Political developments in Tripura however, have set the stage for a face-to-face battle in the Assembly poll as the saffron outfit has emerged as the key opposition party in this Communist-ruled state. Hundreds of Congress workers have joined the BJP in the past two years. The BJP has also embraced several leaders and activists from different extremist tribal outfits that keep appearing, merging, splitting and disappearing in Tripura. BJP has recently formed an alliance with Indigenous People’s Front of Tripura (IPFT), an anti-Left party that had been demanding a separate state for the tribal population. The strength of the state assembly is 60 members and the BJP is going to contest on 51 seats. The Party has reportedly kept nine seats for its alliance partner, Indigenous People’s Front of Tripura. Left Front has enjoyed in the state, and raised questions as to whether anti-incumbency might finally kick in the northeastern state this time.

As with most long-serving governments, the Left government in Tripura has seen good days and bad. Thus, while it has been credited with reducing militancy and getting the Armed Forces (Special Powers) Act (AFSPA) withdrawn from the state by investing heavily in a local police force, it has lately come under attack over its stance on the partition of the state. The movement for a separate state called Tipraland (also spelt Twipraland) has been led by the tribal-based Indigenous People’s Front of Tripura (IPFT). The party has demanded that a separate state be carved out for the Tripura Tribal Areas Autonomous District Council (TTAADC) areas, which constitute two-third of the state territory and is the home to the tribal, who form one-third of the population.

The tribal and non-tribal population have been at odds with each other in the state and the ethnic tension along with a demand for autonomy of tribal regions have been deciding factors in the political history of Tripura since the 1940s. Partition and Bangladesh’s independence led to the migration of a large number of displaced persons into the state. The large tribal population has also ensured that a third of Tripura’s Assembly is reserved for its tribal population.

Congress is facing a few issues in the state. The Congress had won 10 seats in the last election but has lost ground after tying up with the Left in West Bengal.
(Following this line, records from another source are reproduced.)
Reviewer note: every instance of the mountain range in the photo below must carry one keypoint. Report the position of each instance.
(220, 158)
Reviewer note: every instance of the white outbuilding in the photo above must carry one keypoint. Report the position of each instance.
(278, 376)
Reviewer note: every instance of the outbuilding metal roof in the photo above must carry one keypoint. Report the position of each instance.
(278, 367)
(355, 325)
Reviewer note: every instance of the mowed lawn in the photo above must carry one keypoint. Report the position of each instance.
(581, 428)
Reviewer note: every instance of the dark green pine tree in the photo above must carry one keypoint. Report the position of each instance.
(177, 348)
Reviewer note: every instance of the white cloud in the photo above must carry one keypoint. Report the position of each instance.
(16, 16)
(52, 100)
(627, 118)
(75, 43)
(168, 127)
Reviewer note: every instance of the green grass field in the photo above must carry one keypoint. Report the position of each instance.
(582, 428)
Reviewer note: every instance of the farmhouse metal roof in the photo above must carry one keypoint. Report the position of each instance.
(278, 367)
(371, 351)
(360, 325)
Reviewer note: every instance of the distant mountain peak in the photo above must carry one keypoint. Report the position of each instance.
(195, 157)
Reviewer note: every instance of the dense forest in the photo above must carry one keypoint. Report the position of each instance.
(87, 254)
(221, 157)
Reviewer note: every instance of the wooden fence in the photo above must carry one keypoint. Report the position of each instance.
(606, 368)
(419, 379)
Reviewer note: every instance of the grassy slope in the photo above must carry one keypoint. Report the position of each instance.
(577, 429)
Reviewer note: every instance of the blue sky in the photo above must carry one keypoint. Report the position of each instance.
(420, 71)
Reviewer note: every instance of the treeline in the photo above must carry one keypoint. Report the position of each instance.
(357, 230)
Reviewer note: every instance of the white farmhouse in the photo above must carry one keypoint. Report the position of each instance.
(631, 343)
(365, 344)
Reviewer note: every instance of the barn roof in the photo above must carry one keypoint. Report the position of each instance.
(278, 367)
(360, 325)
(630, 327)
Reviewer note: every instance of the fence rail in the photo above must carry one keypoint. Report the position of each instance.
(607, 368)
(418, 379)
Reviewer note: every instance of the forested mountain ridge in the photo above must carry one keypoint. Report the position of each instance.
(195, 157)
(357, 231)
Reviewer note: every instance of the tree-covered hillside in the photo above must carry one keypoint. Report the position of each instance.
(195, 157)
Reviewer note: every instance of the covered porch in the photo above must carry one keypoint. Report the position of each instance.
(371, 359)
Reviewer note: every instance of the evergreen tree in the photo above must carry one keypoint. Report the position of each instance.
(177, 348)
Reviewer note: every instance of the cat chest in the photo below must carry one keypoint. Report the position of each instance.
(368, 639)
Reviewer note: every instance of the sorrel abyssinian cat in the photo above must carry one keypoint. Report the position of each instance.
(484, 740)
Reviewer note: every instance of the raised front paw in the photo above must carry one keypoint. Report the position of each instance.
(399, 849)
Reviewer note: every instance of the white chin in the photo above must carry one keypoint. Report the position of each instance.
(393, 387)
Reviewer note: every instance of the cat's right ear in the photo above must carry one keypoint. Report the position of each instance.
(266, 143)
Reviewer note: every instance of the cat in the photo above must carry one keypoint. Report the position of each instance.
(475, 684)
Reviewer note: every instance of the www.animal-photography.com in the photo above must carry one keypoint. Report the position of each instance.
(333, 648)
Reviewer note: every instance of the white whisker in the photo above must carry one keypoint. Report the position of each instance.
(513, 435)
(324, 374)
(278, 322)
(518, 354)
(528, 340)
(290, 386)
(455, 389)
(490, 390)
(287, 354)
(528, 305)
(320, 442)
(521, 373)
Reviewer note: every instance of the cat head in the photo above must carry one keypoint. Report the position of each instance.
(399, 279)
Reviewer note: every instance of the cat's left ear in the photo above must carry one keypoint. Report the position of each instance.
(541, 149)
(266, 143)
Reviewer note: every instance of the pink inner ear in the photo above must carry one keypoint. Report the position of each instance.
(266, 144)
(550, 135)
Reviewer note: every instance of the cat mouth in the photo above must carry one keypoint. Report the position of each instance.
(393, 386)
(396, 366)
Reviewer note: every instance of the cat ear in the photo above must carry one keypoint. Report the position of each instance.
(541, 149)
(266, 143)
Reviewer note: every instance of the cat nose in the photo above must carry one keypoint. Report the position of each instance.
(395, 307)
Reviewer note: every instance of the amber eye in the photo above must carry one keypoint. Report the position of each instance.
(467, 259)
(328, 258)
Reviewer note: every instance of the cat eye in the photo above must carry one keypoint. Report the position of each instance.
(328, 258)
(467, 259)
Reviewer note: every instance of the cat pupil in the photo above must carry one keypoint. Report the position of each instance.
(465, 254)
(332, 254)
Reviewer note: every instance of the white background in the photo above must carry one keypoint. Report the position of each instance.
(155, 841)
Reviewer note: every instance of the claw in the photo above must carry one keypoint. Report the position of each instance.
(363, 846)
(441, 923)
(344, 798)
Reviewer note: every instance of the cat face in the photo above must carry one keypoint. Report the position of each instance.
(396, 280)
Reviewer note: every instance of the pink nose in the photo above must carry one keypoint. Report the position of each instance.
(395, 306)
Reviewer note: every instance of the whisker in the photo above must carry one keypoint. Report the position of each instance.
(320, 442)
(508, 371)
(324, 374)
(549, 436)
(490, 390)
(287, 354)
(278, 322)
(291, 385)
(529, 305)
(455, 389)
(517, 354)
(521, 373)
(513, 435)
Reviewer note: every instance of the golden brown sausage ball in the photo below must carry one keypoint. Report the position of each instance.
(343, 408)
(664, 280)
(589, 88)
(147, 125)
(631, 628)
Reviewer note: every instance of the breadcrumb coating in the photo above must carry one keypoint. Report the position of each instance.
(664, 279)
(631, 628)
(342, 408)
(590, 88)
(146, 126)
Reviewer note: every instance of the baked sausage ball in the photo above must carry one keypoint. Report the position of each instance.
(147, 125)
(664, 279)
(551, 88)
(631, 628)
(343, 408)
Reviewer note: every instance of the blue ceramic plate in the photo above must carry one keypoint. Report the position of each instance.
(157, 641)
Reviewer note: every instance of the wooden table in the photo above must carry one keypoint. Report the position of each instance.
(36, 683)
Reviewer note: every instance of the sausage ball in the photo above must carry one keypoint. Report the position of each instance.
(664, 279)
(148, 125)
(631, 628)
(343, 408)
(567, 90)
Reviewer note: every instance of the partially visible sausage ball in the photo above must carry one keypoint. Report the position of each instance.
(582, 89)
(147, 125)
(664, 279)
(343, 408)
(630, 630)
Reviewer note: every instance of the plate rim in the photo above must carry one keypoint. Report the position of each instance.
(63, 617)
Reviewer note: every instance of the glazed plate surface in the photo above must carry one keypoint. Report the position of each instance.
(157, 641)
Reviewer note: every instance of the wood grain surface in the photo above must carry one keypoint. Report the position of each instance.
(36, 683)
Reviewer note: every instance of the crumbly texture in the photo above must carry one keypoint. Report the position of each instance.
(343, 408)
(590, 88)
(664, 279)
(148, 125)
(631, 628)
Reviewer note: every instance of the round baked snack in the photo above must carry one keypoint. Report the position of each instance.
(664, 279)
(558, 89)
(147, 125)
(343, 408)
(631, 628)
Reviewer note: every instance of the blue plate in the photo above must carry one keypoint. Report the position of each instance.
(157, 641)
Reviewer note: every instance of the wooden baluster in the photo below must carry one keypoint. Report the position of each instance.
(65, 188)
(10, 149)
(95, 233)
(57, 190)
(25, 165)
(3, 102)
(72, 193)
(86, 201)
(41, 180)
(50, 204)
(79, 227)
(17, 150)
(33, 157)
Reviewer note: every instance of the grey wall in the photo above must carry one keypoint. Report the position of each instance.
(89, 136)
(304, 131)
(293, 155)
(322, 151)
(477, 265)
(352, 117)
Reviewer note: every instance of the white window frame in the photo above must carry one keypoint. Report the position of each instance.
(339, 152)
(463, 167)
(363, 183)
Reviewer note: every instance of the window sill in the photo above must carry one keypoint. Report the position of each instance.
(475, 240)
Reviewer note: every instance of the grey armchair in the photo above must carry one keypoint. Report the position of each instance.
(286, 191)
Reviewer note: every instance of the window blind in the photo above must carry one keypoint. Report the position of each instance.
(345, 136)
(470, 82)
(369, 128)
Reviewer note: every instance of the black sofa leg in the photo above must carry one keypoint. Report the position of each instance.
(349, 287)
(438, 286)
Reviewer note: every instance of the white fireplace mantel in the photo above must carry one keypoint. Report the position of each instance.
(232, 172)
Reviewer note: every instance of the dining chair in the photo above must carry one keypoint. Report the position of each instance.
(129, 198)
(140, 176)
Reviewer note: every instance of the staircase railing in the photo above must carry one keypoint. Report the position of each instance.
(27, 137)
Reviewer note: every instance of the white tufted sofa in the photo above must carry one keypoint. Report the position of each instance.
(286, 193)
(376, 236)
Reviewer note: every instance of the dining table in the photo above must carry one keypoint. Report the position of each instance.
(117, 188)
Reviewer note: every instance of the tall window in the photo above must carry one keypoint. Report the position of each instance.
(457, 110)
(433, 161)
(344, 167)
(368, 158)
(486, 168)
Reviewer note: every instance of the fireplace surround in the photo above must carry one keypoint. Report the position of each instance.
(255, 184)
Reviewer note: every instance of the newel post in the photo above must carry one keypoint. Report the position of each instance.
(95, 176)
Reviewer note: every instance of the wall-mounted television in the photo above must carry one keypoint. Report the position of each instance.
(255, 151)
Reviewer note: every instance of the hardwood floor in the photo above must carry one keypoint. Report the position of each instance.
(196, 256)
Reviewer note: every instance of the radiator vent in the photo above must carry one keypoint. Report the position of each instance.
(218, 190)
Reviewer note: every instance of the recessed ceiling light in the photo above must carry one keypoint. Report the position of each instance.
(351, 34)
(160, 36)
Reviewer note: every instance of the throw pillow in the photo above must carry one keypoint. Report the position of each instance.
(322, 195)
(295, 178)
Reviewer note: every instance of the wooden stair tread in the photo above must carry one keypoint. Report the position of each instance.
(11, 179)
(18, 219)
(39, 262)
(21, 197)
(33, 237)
The Trinamool Congress has showed eagerness to expand to Tripura but has suffered heavily from defections of top leaders. This leaves the BJP to take the challenge to the Left as it has made steady gains in vote share in the state’s elections. According to sources the Congress’s decision to go soft on the Left Front over the past decade has led to a sense of disappointment among party leaders and workers in Tripura, where the Communists are still their main rival. The BJP did not win any seat in the last state assembly polls but emerged as the main challenger to the ruling CPI(M). Tripura will go to the polls on 18 February and the results will be declared on March 3 along with Nagaland and Meghalaya.